Methods: It was a case-control study. The serum of 30 pathological myopia patients and 30 age- and gender-matched normal controls were collected from Shanghai First People's Hospital affiliated to Shanghai Jiaotong University. These patients were divided into 4 groups including macular-off retinal detachment (8 cases), retinal geographic atrophy (5 cases), macular hole (11 cases) and choroidal neovascular (6 cases). The serum specimens of normal controls were used as immunogen to immune rabbits in order to prepare polyclonal antibodies. Purified by Protein A cartridge, these mixed antibodies were then combined with CNBr-activated Sepharose so as to synthesize affinity medium which was finally used to treat the serum specimens. According to the theory of antigen and antibody, common background proteins would be deleted. The remaining non-binding proteins were analyzed by capillary high-performance liquid chromatography and LTQ-MASS. Nonparametric statistical analysis was used to detect the correlation each differentially expressed protein.

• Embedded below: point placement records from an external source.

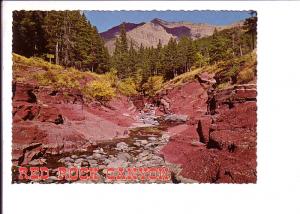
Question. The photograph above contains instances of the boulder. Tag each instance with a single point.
(176, 118)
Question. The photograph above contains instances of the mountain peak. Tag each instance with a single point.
(158, 21)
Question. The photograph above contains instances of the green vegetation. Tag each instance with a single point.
(153, 85)
(82, 62)
(100, 90)
(128, 87)
(65, 36)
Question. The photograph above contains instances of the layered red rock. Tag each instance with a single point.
(57, 121)
(228, 134)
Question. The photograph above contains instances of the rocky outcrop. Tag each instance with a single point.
(150, 33)
(48, 121)
(226, 152)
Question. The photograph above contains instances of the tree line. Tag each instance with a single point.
(70, 39)
(179, 56)
(66, 36)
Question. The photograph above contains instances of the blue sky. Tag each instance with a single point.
(105, 20)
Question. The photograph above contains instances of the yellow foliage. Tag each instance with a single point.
(153, 85)
(127, 87)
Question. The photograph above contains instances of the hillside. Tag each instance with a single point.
(186, 107)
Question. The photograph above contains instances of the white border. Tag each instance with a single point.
(278, 186)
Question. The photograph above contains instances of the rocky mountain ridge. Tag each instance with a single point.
(150, 33)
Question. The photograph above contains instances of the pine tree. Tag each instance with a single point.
(120, 57)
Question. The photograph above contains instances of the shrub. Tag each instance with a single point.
(127, 87)
(153, 85)
(100, 90)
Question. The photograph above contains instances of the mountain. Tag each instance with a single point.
(151, 32)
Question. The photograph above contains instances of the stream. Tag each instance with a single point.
(140, 150)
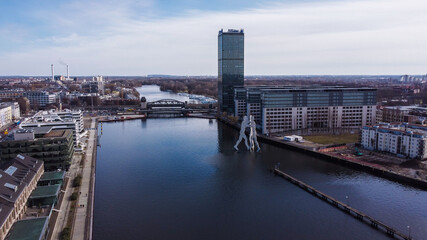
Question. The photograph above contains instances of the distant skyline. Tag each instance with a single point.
(134, 38)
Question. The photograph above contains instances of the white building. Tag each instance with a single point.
(100, 81)
(5, 115)
(66, 119)
(280, 109)
(40, 98)
(16, 111)
(404, 140)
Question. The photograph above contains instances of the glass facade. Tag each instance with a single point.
(230, 67)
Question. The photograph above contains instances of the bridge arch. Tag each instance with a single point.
(166, 103)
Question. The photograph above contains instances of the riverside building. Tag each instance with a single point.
(404, 140)
(72, 120)
(5, 114)
(280, 109)
(230, 67)
(54, 147)
(40, 98)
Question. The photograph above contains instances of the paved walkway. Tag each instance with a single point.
(82, 219)
(61, 221)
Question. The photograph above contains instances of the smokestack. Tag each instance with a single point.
(53, 76)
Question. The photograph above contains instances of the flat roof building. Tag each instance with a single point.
(284, 108)
(17, 182)
(62, 120)
(54, 147)
(403, 139)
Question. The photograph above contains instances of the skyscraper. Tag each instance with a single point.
(230, 67)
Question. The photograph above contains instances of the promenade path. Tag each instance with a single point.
(82, 220)
(61, 221)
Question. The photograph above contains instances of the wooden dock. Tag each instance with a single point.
(391, 232)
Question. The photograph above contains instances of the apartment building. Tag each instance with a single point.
(5, 114)
(279, 109)
(404, 140)
(40, 98)
(54, 147)
(17, 182)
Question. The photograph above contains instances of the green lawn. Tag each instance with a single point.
(333, 139)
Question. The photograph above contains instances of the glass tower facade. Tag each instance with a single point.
(230, 67)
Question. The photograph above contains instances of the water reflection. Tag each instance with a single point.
(182, 179)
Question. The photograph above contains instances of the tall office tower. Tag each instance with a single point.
(230, 67)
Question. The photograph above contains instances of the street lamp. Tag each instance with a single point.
(409, 232)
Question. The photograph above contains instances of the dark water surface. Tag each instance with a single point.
(180, 179)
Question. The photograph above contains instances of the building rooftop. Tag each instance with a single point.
(45, 191)
(39, 130)
(29, 229)
(231, 31)
(407, 108)
(56, 133)
(403, 128)
(54, 175)
(13, 180)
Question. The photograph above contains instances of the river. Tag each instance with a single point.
(181, 179)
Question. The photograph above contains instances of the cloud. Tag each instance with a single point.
(350, 37)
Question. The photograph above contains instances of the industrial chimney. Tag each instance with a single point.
(53, 76)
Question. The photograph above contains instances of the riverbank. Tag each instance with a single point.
(120, 118)
(374, 169)
(84, 213)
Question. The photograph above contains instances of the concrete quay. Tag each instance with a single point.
(83, 219)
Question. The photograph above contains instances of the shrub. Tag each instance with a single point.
(74, 196)
(77, 182)
(66, 233)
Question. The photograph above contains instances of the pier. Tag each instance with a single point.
(344, 207)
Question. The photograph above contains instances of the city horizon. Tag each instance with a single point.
(282, 37)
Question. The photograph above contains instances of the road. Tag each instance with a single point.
(82, 220)
(61, 221)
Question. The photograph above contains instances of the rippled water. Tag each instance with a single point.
(181, 179)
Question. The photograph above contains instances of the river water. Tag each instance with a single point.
(181, 179)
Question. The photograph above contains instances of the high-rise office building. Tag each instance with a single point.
(230, 67)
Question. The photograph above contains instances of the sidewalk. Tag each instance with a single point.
(82, 220)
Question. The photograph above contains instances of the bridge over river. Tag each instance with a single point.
(173, 108)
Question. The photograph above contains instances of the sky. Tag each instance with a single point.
(137, 38)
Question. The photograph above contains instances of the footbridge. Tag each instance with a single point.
(165, 104)
(171, 108)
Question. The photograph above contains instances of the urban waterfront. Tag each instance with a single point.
(181, 179)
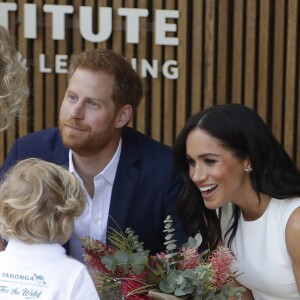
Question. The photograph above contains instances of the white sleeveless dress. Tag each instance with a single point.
(262, 256)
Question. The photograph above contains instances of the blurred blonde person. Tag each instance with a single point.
(13, 84)
(38, 204)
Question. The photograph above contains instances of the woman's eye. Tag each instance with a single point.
(72, 98)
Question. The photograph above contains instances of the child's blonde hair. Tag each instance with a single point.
(36, 197)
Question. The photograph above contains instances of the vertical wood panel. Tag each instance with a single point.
(289, 123)
(237, 40)
(278, 71)
(182, 58)
(197, 54)
(263, 59)
(222, 55)
(50, 88)
(142, 53)
(209, 53)
(250, 53)
(38, 78)
(169, 94)
(156, 84)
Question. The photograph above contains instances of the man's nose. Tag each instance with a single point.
(77, 110)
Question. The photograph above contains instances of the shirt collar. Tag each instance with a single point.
(109, 172)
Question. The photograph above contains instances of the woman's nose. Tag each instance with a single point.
(199, 174)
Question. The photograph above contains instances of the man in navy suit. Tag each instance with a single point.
(129, 178)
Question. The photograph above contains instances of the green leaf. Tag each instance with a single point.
(166, 287)
(109, 262)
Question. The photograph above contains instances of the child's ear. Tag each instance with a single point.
(67, 226)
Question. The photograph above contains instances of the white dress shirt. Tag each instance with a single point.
(44, 272)
(93, 221)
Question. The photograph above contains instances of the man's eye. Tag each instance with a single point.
(93, 104)
(190, 162)
(210, 161)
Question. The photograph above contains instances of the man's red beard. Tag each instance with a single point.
(86, 142)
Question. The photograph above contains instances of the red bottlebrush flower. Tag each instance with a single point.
(221, 260)
(190, 258)
(94, 250)
(132, 283)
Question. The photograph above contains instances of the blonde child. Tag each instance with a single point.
(38, 203)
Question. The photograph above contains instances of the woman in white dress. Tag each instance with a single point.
(227, 155)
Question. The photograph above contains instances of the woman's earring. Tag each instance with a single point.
(248, 170)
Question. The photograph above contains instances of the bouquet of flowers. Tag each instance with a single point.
(125, 270)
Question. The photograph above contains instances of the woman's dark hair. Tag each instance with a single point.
(240, 130)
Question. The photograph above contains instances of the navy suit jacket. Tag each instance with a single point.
(145, 188)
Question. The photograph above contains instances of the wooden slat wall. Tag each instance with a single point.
(229, 51)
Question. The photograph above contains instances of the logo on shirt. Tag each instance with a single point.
(21, 277)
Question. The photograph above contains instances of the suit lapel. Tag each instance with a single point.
(125, 183)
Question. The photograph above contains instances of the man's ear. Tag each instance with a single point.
(123, 116)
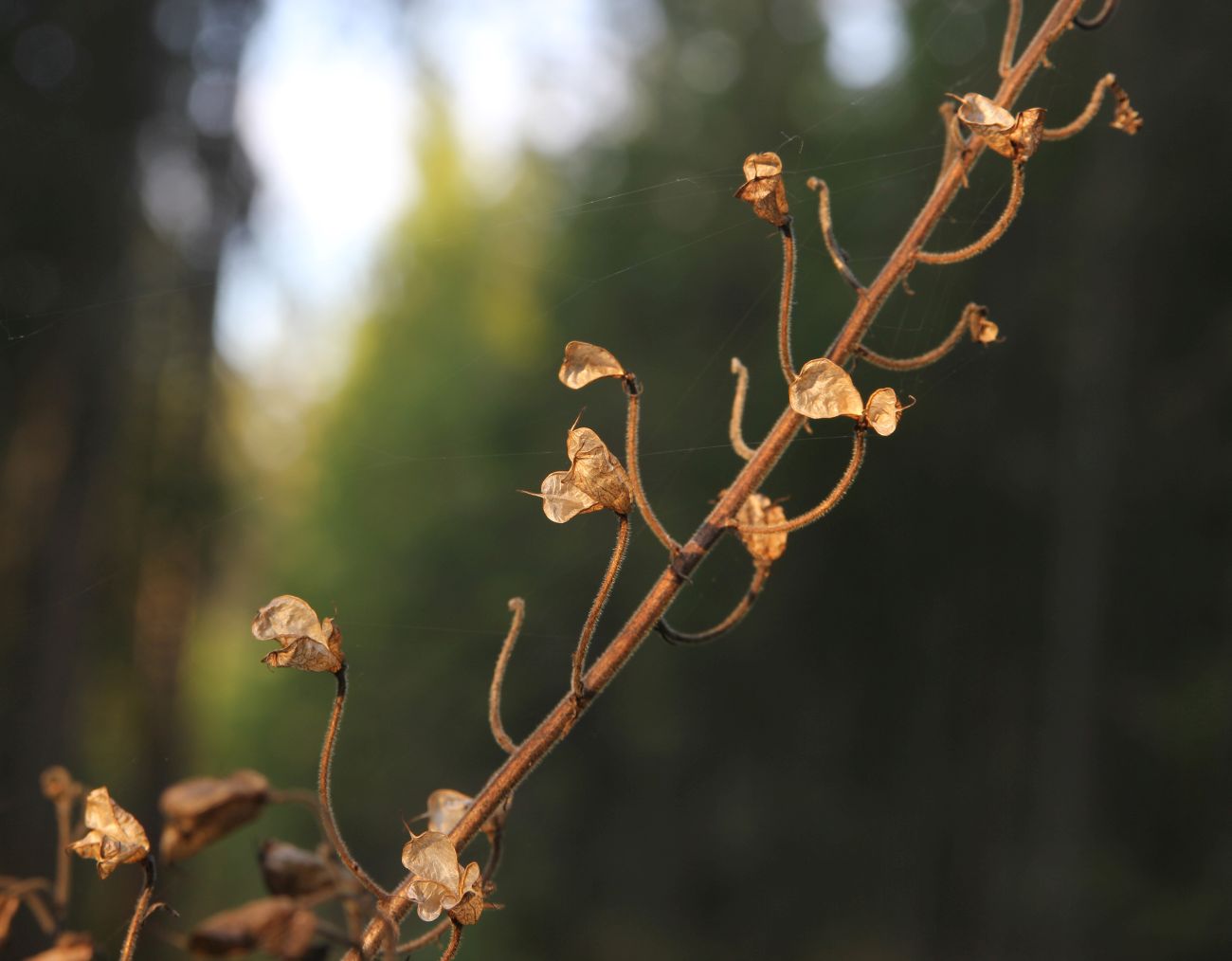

Results: The result of HPLC and LTQ-MASS in 30 specimens of patients revealed 4 peaks of differentially expressed proteins including JTR (positive in 18 specimens, 60%), HP( positive in 11 specimens, 36.7%), HPX (positive in 10 specimens, 33.3%), APO (positive in 8 specimens, 26.7%). There were positive correlations between these 4 proteins (the correlation between TTR and HP, HPX, APO is r = 0.480, 0.577, 0.492; the correlation between HP and TTR, HPX, APO is r = 0.480, 0.783, 0.636; the correlation between HPX and TTR, HP, APO is r = 0.577, 0.783, 0.853; the correlation between APO and TTR, HP, HPX is r = 0.492, 0.636, 0.853; P < 0.05). In group of macular hole, TTR was positive expressed in 7 specimens while other differential proteins were low expression. In group of choroidal neovascular, TTR and HP were positive expressed in 6 specimens while HPX was significantly high in 5 specimens. In other two groups, the expression of 4 differential proteins was rather low.
Conclusions: Screening molecular biomarkers by serum-based proteomics can efficiently exclude common proteins and find differential proteins correlated with pathological myopia. These differential proteins may become molecular biomarkers of pathological myopia in the future.